Mitos de criação atribuem as três origens a forças sobrenaturais, capazes de realizar feitos que nos parecem impossíveis. Grande parte do conflito entre a religião e a ciência se deve à tensão entre esses dois modos antagônicos de explicação.
Qualquer entidade que, por definição, existe além das leis naturais está além da esfera da ciência.
Será que as três origens podem ser explicadas pela ciência, sem a interferência de entidades sobrenaturais? Em caso afirmativo, religiões baseadas em entidades que existem além das leis naturais teriam que sofrer revisões profundas.
Isso não significa que, caso a ciência venha a entender as três origens, não teremos mais uma conexão espiritual com a natureza. Pelo contrário, a compreensão dos fenômenos naturais, dos mais simples aos mais profundos, deveria apenas fortalecer nossa espiritualidade. A racionalidade e a espiritualidade são aspectos complementares.
Religiosos ou não, poucos resistem ao fascínio da criação. As perguntas que fazemos hoje foram já feitas há milênios de anos na savana africana, nas pirâmides do Egito, nas colinas do monte Olimpo e na selva amazônica. O que mudou foi a natureza da explicação.
A cosmologia nos mostra que o Universo surgiu há 13,7 bilhões de anos. Podemos reconstruir sua história a partir de um segundo após a criação -um grande feito do intelecto humano. Mas ainda não podemos ir até a origem. Podemos afirmar que todos os seres vivos na Terra, presentes e extintos, dividem um ancestral em comum, um ser unicelular que viveu em torno de 3,5 bilhões de anos atrás. Mas não entendemos a origem da vida em si e nem sabemos se a questão pode ser respondida de forma definitiva: talvez existam várias origens da vida.
Entendemos menos ainda o cérebro, esse fantástico aglomerado de cerca de 100 bilhões de neurônios que define quem somos. Porém, através da ressonância magnética, detectamos as atividades de grupos de neurônios que trabalham como numa orquestra sem maestro.
Se podemos ou não entender as três origens através da ciência é matéria para futuros ensaios. Precisamos destrinchar as questões relacionadas com a natureza e com os limites do conhecimento.
São as questões não respondidas que servem de motivação para os cientistas. O destino final importa menos do que o que aprendemos no meio do caminho.
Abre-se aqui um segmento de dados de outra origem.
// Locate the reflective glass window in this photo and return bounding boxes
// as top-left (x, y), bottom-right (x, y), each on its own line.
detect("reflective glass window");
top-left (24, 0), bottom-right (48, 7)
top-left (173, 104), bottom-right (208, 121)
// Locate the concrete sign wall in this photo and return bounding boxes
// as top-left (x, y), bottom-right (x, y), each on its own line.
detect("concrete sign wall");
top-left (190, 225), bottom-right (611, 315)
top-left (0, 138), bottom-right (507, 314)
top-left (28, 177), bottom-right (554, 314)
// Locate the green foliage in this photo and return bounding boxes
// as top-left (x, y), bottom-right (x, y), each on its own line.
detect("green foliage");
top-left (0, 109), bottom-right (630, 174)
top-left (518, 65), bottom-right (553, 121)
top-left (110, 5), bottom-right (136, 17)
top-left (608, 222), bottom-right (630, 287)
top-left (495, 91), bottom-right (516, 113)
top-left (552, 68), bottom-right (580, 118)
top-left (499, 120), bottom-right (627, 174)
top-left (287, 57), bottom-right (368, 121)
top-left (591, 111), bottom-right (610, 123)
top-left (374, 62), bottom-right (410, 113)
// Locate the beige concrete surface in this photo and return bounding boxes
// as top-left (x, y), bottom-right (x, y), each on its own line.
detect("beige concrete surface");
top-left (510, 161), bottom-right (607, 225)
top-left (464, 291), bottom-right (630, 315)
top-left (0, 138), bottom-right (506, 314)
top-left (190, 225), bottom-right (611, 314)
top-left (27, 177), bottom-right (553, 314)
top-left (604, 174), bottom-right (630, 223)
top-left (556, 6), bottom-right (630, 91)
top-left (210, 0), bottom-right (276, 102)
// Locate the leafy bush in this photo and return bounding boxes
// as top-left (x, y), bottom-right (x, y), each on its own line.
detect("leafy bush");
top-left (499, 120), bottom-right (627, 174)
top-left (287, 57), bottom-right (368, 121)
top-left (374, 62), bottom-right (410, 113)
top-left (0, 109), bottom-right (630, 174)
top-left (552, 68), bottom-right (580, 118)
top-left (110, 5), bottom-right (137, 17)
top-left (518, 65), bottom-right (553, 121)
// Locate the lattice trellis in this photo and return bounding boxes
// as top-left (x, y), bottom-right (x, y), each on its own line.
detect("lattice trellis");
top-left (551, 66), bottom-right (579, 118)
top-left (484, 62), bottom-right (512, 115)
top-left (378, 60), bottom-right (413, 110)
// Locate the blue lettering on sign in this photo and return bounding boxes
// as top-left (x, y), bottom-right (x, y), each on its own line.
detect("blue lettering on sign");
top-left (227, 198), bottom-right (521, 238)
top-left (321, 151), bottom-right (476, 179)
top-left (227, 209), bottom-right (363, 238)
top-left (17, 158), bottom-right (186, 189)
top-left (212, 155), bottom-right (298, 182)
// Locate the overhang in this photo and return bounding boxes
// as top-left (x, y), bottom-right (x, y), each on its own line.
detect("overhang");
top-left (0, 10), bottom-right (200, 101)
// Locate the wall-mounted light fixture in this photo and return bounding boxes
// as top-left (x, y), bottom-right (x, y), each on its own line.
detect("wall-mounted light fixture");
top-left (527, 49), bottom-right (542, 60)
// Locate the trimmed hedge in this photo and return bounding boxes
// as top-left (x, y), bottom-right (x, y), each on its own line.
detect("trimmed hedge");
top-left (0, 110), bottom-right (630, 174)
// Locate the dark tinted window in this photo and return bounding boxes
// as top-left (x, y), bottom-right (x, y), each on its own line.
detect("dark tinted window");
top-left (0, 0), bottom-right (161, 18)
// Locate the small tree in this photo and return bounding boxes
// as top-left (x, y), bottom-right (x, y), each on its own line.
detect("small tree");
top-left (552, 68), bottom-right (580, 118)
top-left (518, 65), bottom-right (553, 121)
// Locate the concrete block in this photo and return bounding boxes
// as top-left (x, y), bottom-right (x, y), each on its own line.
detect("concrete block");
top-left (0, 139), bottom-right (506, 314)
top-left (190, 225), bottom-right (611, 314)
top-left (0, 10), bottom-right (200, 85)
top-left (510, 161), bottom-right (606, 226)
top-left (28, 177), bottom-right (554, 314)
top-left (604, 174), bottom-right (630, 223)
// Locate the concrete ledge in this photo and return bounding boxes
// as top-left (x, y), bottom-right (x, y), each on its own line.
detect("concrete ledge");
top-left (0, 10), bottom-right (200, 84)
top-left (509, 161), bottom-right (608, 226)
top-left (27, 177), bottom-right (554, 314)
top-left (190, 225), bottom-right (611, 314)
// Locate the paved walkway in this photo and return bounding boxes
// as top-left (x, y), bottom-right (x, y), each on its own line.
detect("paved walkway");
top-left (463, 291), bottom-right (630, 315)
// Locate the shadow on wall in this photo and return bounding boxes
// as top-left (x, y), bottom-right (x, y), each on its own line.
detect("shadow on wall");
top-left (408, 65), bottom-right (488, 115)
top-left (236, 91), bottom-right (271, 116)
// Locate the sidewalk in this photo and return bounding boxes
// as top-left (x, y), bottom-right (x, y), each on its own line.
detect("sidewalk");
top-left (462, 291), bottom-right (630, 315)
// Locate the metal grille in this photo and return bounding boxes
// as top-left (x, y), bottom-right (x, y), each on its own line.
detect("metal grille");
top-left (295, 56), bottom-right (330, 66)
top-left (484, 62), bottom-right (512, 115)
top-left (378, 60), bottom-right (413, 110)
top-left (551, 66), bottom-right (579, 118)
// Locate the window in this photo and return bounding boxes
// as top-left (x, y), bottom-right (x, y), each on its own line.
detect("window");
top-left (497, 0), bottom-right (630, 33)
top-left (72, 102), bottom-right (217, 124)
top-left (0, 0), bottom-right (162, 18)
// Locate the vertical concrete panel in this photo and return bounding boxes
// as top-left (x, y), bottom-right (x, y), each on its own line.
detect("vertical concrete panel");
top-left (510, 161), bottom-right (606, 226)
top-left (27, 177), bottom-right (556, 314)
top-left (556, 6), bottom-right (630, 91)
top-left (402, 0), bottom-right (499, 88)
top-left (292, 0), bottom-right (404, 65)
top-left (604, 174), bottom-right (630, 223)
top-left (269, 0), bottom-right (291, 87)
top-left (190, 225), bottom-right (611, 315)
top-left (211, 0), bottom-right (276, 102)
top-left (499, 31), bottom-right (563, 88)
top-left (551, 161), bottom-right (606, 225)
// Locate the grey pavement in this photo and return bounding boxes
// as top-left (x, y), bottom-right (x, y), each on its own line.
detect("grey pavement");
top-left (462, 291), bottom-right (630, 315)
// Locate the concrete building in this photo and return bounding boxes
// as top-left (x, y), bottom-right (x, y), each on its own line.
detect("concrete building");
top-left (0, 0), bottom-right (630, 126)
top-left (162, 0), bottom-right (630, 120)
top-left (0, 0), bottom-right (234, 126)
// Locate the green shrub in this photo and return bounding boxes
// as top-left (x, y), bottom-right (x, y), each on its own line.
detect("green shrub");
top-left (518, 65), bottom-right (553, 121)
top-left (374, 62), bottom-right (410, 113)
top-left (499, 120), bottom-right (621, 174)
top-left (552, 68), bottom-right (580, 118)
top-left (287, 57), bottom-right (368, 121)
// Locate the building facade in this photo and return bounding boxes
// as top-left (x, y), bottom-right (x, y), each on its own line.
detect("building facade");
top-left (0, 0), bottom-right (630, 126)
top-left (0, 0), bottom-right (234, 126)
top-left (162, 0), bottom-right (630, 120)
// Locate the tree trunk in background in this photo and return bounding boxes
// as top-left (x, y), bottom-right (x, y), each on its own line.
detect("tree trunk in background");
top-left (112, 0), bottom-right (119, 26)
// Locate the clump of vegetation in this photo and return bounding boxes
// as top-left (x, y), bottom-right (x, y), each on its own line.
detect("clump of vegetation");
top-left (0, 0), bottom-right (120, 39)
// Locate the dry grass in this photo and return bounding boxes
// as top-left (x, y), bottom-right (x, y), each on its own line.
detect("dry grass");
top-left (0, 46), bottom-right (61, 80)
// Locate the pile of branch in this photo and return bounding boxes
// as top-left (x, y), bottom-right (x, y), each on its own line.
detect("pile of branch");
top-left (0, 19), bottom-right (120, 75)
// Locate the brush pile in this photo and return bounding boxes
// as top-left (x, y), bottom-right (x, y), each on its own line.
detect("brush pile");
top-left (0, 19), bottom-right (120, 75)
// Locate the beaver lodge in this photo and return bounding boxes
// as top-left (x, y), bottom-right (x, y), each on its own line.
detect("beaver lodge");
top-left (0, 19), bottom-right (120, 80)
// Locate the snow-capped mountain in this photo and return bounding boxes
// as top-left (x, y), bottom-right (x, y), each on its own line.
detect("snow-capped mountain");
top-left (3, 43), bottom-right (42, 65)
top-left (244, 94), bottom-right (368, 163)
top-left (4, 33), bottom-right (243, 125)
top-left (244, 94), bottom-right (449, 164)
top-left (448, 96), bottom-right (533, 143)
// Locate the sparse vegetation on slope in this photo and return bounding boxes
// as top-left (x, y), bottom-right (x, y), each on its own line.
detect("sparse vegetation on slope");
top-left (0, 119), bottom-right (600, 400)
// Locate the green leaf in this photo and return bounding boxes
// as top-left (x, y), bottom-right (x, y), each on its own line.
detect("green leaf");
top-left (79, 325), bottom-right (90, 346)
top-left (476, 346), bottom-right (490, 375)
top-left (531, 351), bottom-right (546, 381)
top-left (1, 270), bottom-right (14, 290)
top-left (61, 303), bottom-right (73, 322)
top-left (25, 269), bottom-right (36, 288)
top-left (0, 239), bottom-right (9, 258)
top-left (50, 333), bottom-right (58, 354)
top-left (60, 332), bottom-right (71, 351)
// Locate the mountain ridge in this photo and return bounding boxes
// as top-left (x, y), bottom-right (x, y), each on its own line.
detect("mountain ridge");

Que havia antes do antes? [3]
Leonardo Boff [4]


Adital - Grande parte da comunidade científica tem como dado assegurado que o universo e nós mesmos viemos de uma incomensurável explosão - big bang - ocorrida há cerca de 13,7 bilhões de anos. Há um derradeiro fóssil desse evento, verificado pela ciência. Em 1965 dois técnicos norte-americanos da Bell Telephone Laboratories de New Jersey, Arno Penzias e Robert Wilson construíram um aparelho ultra sensível de micro-ondas. Ao testarem o aparelho, constataram que nele havia um ruído que não podiam limpar. Ele vinha uniformemente de todas as partes do universo, uma onda baixíssima de três graus Kelvin.Qual a origem deste ruído cósmico de fundo? Eles e outros astrofísicos constataram que era o último eco da grande explosão e o derradeiro resto da irradiação inicial. Tomando como referência as galáxias mais distantes que estão fugindo de nós a grande velocidade e cuja radiação vermelha está agora chegando a nós, concluíram que tal fato teria ocorrido cerca de 13,7 bilhões de anos atrás. Por isso, Penzias e Wilson ganharam o prêmio Nobel em física em 1978. Quer dizer, a nossa idade não é aquela de nosso nascimento mas essa, do nascimento do universo há tantos bilhões de anos, quando estávamos potencialmente todos lá juntos com os demais seres do universo. Este dado, segundo alguns, teria sido a maior descoberta da ciência.
Que havia antes do big bang? Os cosmólogos nos sugerem que havia o vácuo quântico, o estado de energia de fundo do universo, origem de tudo o que existe. Outros o chamam de abismo alimentador de todo o ser. Condensação dele, seria aquele pontozinho que primeiro se inflacionou como um balão e depois explodiu dando origem talvez a outros eventuais mundos paralelos, consoante a teoria das cordas. Mas o vácuo quântico, última realidade atingida pela microfísica, é ainda uma realidade discernível. É o antes. Mas antes deste antes discernível o que havia?
Num programa de rádio perguntaram a Penzias [5] o que havia antes do big bang e do vácuo quântico? Ele respondeu: "não sabemos; mais sensatatamente podemos dizer que não havia nada". A seguir uma radiouvinte, irritada, telefonou acusando Penzias de ateu. Ele sabiamente retrucou: "Madame, creio que a senhora não se deu conta das implicações do que acabo de dizer. Antes do big bang não havia nada daquilo que hoje existe. Caso houvesse caberia a pergunta: de onde veio?" Em seguida comenta que se havia o nada e de repente começaram a aparecer coisas é sinal de que Alguém as tirou do nada. E conclui dizendo que sua descoberta poderá levar a uma superação da histórica inimizade entre ciência e religião.
O que podemos, honradamente, dizer é que antes do antes havia o Incognoscível, o Impenetrável, o Mistério. Ora, os nomes que as religiões atribuem àquilo que chamam de Deus ou Tao, ou Javé ou Olorum ou qualquer outra Entidade é exatamente de ser o Incognoscível e o Mistério a que se referia Penzias. Portanto, havia "Deus". Ele não criou o mundo no tempo e no espaço, mas com o tempo e com o espaço.
Que havia antes do antes? Agora podemos balbuciar: Havia a "Realidade" fora do espaço-tempo, no absoluto equilíbrio de seu movimento, a Totalidade de simetria perfeita, a Energia infinita e o Amor transbordante. Sequer deveríamos usar tais nomes, pois eles surgiram depois, quando tudo já havia sido trazido à existência. Na verdade deveríamos calar. Mas como somos seres de fala, usamos palavras que nada dizem. Apenas são flechas que apontam para um Mistério.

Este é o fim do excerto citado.